人と話すことだけでも、「少しほっとする」とか、「リラックスできる」という状態になる。
別に2時間も3時間も議論するわけではなく、5分10分話すくらいでよいし、それだけでも気持ちが楽になることも多いのだから、相手の都合さえ合えば一人で悩み苦しむよりはやってみた方がよいだろう。
自分の悩みや苦しみを他人に打ち明けることは、「自己開示」をするとも言える。
他の人には話せないことを、自分の信頼できる人に打ち明けてみるということである。
最初は、「最近ちょっと大変だよね」とか、「ちょっと悩んでることがあるんだけど」と切り出すのは、簡単な言葉でも勇気がいるかもしれない。
しかし、その勇気をなんとか少しだけでも出して、親しい友人などに言ってみる。
それだけで、少し気持ちは楽になることが多い。
「相談できる友達なんかいない」と思うかもしれないが、悩み事や不安な事くらい誰でも抱えているものである。
もし断られたりマウントを取られてしまうようなら、親しいと思っていたその人との人間関係を見つめ直してみればよいし、その反対に、相手の方から悩みや弱音を打ち明けられたら、あなたが他の人よりも信頼されているということにもなるだろう。

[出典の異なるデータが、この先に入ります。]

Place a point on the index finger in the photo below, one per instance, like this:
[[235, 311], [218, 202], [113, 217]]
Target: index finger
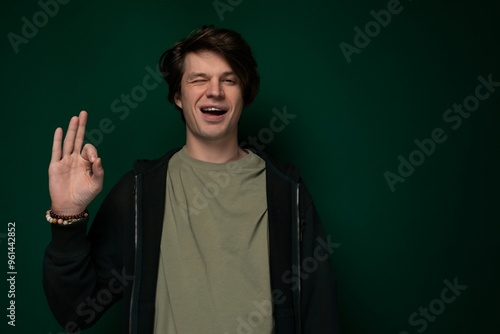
[[80, 133], [56, 145]]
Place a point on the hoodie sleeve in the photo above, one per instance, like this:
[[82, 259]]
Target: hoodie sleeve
[[318, 293], [83, 274]]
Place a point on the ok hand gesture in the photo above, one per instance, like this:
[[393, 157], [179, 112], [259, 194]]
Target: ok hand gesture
[[75, 174]]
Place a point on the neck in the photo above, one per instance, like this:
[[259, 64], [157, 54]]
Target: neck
[[216, 151]]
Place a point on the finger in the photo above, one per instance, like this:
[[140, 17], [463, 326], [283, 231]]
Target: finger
[[69, 140], [89, 153], [56, 145], [80, 133], [98, 172]]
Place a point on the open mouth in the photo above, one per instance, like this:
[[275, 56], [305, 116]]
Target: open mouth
[[213, 111]]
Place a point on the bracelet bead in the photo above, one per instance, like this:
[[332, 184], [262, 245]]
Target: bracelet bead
[[54, 218]]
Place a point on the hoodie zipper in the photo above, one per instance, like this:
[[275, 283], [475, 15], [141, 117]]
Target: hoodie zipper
[[298, 240], [135, 252]]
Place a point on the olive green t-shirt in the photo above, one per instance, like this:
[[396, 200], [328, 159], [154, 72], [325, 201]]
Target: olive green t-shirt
[[213, 273]]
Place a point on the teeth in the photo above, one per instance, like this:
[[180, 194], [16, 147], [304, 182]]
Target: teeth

傷を舐め合う関係になるのは良くないが、悩みをお互いに話せる関係というのは決して悪いものではないし、そうしたことを話し合えるからこそ、話すからこそ、人間関係もその親密度もより深まっていくのである。
さらに、「打ち明けることで自分の気持ちが楽になったり癒される」と思うだけでなく、「相手にも同じことをしてあげている」と思えるようになれば、コミュニケーションの取り方も今までとはまた変わってくるだろう。
先にも少し述べたが、他人の悩み事を聞くのが嫌な人もいるから、断られてしまうこともあるかもしれないが、そうでない人だっているので、何事も経験である。
たった一人で悩んで孤独や不安に押し潰されてしまうよりは、是非とも勇気を持って自分からコミュニケーションを取っていった方がよいだろう。